The European Union and wider international establishment have rushed to congratulate Emmanuel Macron on his victory over populist challenger Marine Le Pen.
“Warm congratulations dear @EmmanuelMacron,” gushed Charles Michel, the President of the European Council.
“In this turbulent period, we need a solid Europe and a France totally committed to a more sovereign and more strategic European Union,” continued the former Prime Minister of Belgium, referencing Macron’s commitment to granting the European Union more power over national governments in contrast to Le Pen, who once openly supported Frexit.
“We can count on #France #5 more years,” Michel added, evidently relieved.
Ursula von der Leyen, the President of the European Commission, was a little less overtly partisan in her message to “Cher @EmmanuelMacron“, limiting herself to a simple congratulations and note that she was “look[ing] forward to continuing our excellent cooperation.”

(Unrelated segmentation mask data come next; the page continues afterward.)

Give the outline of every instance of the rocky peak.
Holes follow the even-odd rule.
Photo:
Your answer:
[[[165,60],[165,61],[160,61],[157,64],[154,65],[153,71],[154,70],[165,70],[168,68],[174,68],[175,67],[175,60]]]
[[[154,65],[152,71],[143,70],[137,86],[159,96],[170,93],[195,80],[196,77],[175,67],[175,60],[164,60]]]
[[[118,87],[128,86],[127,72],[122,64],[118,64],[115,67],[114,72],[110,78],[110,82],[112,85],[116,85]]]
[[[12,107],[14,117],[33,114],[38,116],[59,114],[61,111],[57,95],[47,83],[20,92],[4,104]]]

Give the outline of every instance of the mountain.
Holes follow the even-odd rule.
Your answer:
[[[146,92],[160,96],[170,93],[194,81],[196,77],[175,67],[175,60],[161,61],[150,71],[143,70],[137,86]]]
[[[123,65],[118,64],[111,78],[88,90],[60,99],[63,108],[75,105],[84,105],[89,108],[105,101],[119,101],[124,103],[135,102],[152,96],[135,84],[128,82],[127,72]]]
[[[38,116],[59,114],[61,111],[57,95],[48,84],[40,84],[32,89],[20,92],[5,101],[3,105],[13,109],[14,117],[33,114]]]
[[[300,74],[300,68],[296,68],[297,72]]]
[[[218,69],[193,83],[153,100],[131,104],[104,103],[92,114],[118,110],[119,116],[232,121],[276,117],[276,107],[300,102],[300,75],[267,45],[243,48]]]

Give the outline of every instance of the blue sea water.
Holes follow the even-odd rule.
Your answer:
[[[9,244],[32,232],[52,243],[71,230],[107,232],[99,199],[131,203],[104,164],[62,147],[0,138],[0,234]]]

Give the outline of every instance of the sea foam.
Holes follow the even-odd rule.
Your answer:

“Together, we will move France and Europe forward,” she added.
Olaf Scholz, Germany’s new leftist Chancellor, continued this theme of welcoming Macron’s victory as victory for the European Union, telling him that his “constituents also sent a strong commitment to Europe today.”
“I am pleased that we will continue our good cooperation!” he said, evidently having been given no pause at all by the fact that more than four in ten voters in France — one of the twin engines of the European project along with Germany — had just backed a staunch eurosceptic derided near-universally as “far-right” and a puppet of Russia’s Vladimir Putin.
Prior to the vote, Scholz had joined Pedro Sánchez and António Costa, the socialist prime ministers of Spain and Portugal, in a joint letter, widely un-condemned as foreign interference by the mainstream media, urging French voters to back Macron, attacking “populists and the extreme right” for their alleged ” attacks on minorities and diversity and their goal of nationalist uniformity” and accusing Le Pen of “openly sid[ing]” with the “Russian aggressor”.
U.S. President Joe Biden’s message of congratulations to Macron was more rote, although he still managed to inject a little controversy into it by declaring that “France is our oldest ally” — something of a snub to the British, who supported American colonists against the French during the French and Indian War, prior to the American Revolution.
Canada’s left-wing leader Justin Trudeau, perhaps surprisingly, also refrained from harping on nationalism and related topics in his message to Macron, instead stressing Ottawa and Paris’s joint task of “upholding democracy, human rights, and the rules-based international system in the face of Russia’s illegal, unprovoked, and unjustifiable invasion of Ukraine.”
He also referenced shared goals of “creating good jobs and economic growth for the middle class” — an interesting choice of emphasis, considering surveys by pollsters have indicated that the working class backed Le Pen overwhelmingly.